Word around the campfire is that there just might be one more romp in the hay for the lovely ladies of the greatest thing to happen to modern feminism since Madonna, Sex and the City.
Co-creator, longtime showrunner and director of the two feature films Michael Patrick King recently said, in response to star Sarah Jessica Parker’s comments that there is one more chapter to tell:
“Sarah Jessica and I both know what that final chapter is. That doesn’t mean it will or should be told, but I do think there’s one story left. Whether it ever happens is a whole other situation. But there’s four girls, and those girls are still in my mind. There are other stories to tell and characters that haven’t even been written yet.”
The show, which aired on HBO from 1998 to 2004, was actually kind of amusing in this man’s opinion, at least in its first couple of seasons. Yes, I actually watched it occasionally, and found myself laughing in spite of myself. At times, I wondered aloud, “Is this what women really think of us?”
Indeed, the writing staff evidently consisted of mostly women and gay men, plus one straight guy consultant, the great Greg Behrendt. I once attended a talk with him and fellow writer Liz Tuccillo, who also wrote for the show. Behrendt explained that after months and months of his female co-workers coming into the office complaining that some guy didn’t call them or wouldn’t commit to a relationship, he finally blurted out, “Ladies, he’s just not that into you.” And the idea for the book (and later the movie) was born.
Anyway, the first “Sex and the City” picture was the Super Bowl for women and gay men everywhere. They camped out the night before, had multiple viewing parties and couldn’t believe their good fortune that the adventures of Carrie Bradshaw had finally made it to the big screen.
The film itself is actually watchable. Catering to its target audience of gold diggers and fashion snobs (I liked the show, but man, its obvious obsession with materialism just whacks you over the head), the film even features a “fashion show” sequence that begs the question of, “Do you know how many third world countries you could rescue with just 2 seconds of this scene?” Still, things actually happen; Carrie gets left at the altar by Mr. Big, Steve cheats on Miranda, Charlotte has a baby and Samantha sees a dude’s schlong in the shower.
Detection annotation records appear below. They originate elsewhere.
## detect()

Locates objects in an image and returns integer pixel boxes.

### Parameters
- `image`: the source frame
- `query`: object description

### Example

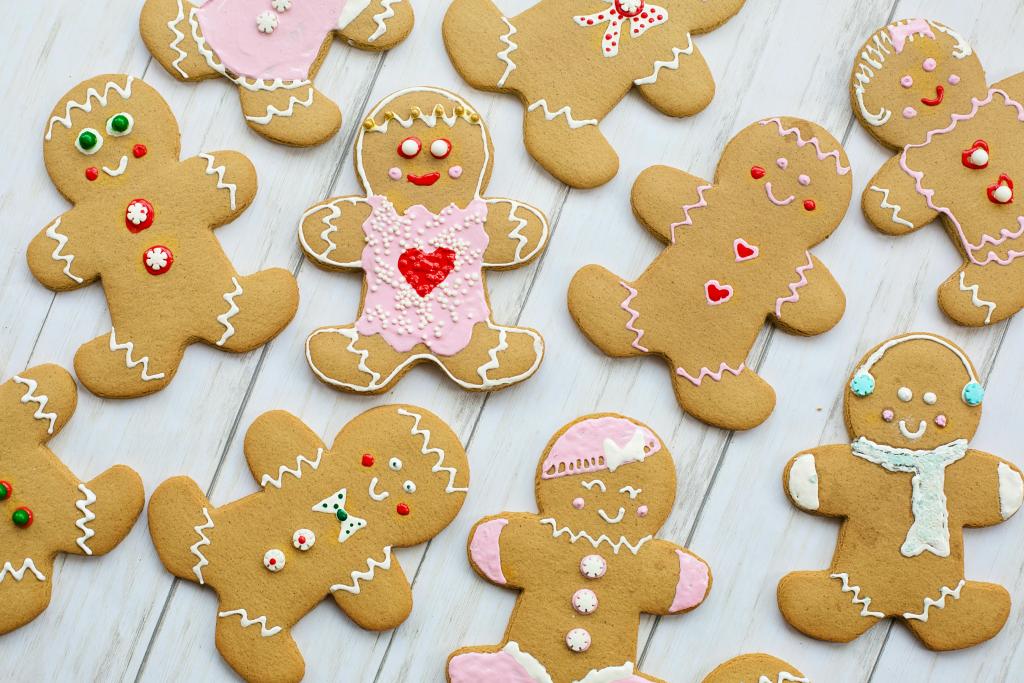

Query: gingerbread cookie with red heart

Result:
[299,87,549,393]
[568,118,852,429]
Then the sequel came out in 2010. Oh my dear lord what a giant piece of crap. Nothing happens. Nothing. Well, this happened; at one point, an exasperated new-mom Charlotte cries out, “I don’t know how people do it without help!” She says this to her fellow one percent-er in her 5 zillion-dollar Manhattan penthouse apartment. Right. Lindy West, in describing the second film, accurately called it, “Essentially a home video of gay men playing with giant Barbie dolls.“ Nailed it, Lindy.
Get this; I even saw it myself in the theater (wait for it) 20 minutes after 4 o’clock in the afternoon. I giggled my tail off, especially at the point in the end when, after Big finds out that Carrie (SPOILER ALERT) cheats on him, he decides the most appropriate response is to get her a big f—king diamond ring. I shouted out, “OH COME ON!” and everyone in the theater laughed. All 4 of us.
So will we get one more? I’d say yes, this is gonna happen. Money talks and Prada bags walk down 5th Avenue. And let me defend the show in this way; at least it’s dramatic fiction, aiming for laughs and humor as opposed to every God-awful piece of garbage reality show that I inexplicably find my wife watching at night when I come to get a glass of water while I’m watching baseball.